Sanjay wants to buy a condominium in 3 yrs. He's planning to save for down payment. He plans to deposit $2500 at the beginning of each year into a savings account. The savings account pays 2.25% interest, compounded monthly.

How much money will Sanjay have at the end of 3 yrs?

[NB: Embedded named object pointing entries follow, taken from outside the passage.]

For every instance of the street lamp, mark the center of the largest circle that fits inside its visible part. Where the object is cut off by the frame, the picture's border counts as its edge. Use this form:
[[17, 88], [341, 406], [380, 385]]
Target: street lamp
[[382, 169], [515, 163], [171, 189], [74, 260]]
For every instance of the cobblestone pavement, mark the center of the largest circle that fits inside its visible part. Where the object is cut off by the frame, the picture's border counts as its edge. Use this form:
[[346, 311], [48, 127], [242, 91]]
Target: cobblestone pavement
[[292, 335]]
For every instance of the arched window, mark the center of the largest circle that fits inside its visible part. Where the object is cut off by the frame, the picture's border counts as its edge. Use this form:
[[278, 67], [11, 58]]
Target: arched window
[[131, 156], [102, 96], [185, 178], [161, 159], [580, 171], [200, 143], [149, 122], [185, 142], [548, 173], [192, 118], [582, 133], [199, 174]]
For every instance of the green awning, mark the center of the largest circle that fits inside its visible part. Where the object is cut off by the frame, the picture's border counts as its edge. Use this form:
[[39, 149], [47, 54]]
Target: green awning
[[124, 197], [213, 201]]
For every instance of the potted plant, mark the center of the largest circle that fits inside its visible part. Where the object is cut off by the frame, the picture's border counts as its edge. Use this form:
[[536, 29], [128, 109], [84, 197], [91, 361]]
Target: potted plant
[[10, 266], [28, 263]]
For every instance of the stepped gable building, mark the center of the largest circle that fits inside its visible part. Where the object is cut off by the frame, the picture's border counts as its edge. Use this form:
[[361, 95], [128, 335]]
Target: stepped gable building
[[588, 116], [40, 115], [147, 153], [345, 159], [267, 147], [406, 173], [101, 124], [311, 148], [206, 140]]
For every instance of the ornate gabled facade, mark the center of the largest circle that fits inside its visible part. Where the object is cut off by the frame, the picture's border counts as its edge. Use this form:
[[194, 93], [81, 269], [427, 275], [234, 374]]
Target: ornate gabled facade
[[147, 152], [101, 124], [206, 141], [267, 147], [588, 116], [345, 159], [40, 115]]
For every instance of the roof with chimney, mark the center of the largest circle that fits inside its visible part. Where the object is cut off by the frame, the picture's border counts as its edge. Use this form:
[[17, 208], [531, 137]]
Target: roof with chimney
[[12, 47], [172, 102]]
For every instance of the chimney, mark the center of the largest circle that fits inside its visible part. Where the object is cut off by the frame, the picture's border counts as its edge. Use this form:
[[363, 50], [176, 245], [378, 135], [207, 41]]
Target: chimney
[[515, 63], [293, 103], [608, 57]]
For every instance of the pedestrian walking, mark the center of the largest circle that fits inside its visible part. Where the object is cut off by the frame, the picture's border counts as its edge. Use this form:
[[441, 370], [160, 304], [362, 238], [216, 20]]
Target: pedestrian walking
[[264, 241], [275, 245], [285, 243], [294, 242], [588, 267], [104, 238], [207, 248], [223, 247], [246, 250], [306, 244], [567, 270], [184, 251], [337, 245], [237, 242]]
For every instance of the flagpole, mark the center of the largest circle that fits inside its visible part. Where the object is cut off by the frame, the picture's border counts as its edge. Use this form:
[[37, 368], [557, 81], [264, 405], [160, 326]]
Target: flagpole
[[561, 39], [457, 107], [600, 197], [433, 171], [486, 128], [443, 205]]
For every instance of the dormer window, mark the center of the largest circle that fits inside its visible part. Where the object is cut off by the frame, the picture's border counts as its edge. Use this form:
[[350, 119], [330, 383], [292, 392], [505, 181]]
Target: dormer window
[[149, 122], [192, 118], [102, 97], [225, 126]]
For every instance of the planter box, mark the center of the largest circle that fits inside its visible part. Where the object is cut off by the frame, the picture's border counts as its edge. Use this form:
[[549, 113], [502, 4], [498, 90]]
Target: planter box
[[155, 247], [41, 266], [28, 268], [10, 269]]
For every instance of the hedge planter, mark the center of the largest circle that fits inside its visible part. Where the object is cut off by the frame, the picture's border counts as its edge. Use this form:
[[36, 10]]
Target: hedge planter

To calculate the future value of Sanjay's savings at the end of 3 years, we can use the formula for compound interest:

FV = P(1 + r/n)^(nt)

Where:
FV = Future Value (the amount of money Sanjay will have at the end of 3 years)
P = Principal amount (the amount Sanjay deposits at the beginning of each year, which is $2500 in this case)
r = Annual interest rate (2.25% in this case, which needs to be converted to a decimal by dividing by 100)
n = Number of times the interest is compounded per year (monthly compounding in this case, so n = 12)
t = Number of years (3 years in this case)

Let's calculate the future value:

FV = $2500*(1 + 0.0225/12)^(12*3)

First, let's calculate (1 + 0.0225/12)^(12*3):

(1 + 0.001875)^(36)

Now, raise that to the power of 36:

(1.001875)^(36) = 1.068094573

Finally, multiply this result by the principal amount:

FV = $2500 * 1.068094573

Thus, Sanjay will have approximately $2670.24 at the end of 3 years.